Extract feature sequences from the speech segments. The function HelperGetFeatureSequences performs the steps already highlighted in the Audio Features section.

FeatureSequences = cellfun(@(x)HelperGetFeatureSequences(x,featureParams,sequenceParams),...
                           segments,"UniformOutput",false);

Use gather to evaluate FeatureSequences:

FeatureSequences = gather(FeatureSequences);
Evaluating tall expression using the Parallel Pool 'local':
- Pass 1 of 1: Completed in 12 min 2 sec
Evaluation completed in 12 min 2 sec

In classification applications, it is good practice to normalize all features to have zero mean and unity standard deviation.

Compute the mean and standard deviation for each coefficient, and use them to normalize the data.

featuresMatrix = cat(3,FeatureSequences{:});

sequencesMeans = zeros(1,sequenceParams.NumFeatures);
sequenceStds   = zeros(1,sequenceParams.NumFeatures);

for index = 1:sequenceParams.NumFeatures
    localFeatures             = featuresMatrix(:,index,:);
    sequencesMeans(index)     = mean(localFeatures(:));
    sequenceStds(index)       = std(localFeatures(:));
    featuresMatrix(:,index,:) = (localFeatures - sequencesMeans(index))/sequenceStds(index);
end

Create a cell array, features, containing the sequence predictors. Each entry in features is a D-by-S matrix, where D is the number of values per time step (the number of features), and S is the length of the sequence (in this example, 40).
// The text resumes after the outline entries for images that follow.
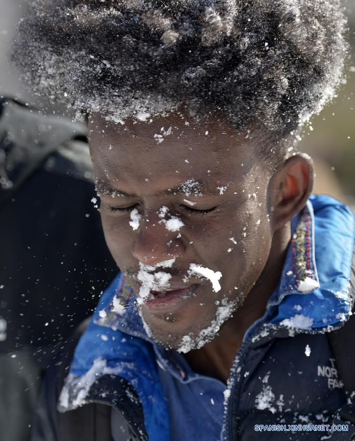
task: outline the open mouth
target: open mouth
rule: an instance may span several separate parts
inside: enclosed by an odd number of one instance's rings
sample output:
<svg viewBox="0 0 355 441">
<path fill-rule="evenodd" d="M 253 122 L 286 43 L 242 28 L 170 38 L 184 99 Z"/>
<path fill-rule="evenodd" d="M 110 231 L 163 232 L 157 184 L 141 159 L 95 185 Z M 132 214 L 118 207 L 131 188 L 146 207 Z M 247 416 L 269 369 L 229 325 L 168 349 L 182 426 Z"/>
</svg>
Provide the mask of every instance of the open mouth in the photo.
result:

features = cell(1,size(featuresMatrix,3));
for index = 1:size(featuresMatrix,3)
    features{index} = featuresMatrix(:,:,index).';
end

Create a cell array, gender, for the expected gender associated with each training sequence.

numSequences = cellfun(@(x)size(x,3), FeatureSequences);
mylabels     = ads.Labels;
gender       = cell(sum(numSequences),1);
count        = 1;
for index1 = 1:numel(numSequences)
    for index2 = 1:numSequences(index1)
        gender{count} = mylabels{index1};
        count = count + 1;
    end
end

Define the LSTM Network Architecture

LSTM networks can learn long-term dependencies between time steps of sequence data. This example uses the bidirectional LSTM layer bilstmLayer to look at the sequence in both forward and backward directions.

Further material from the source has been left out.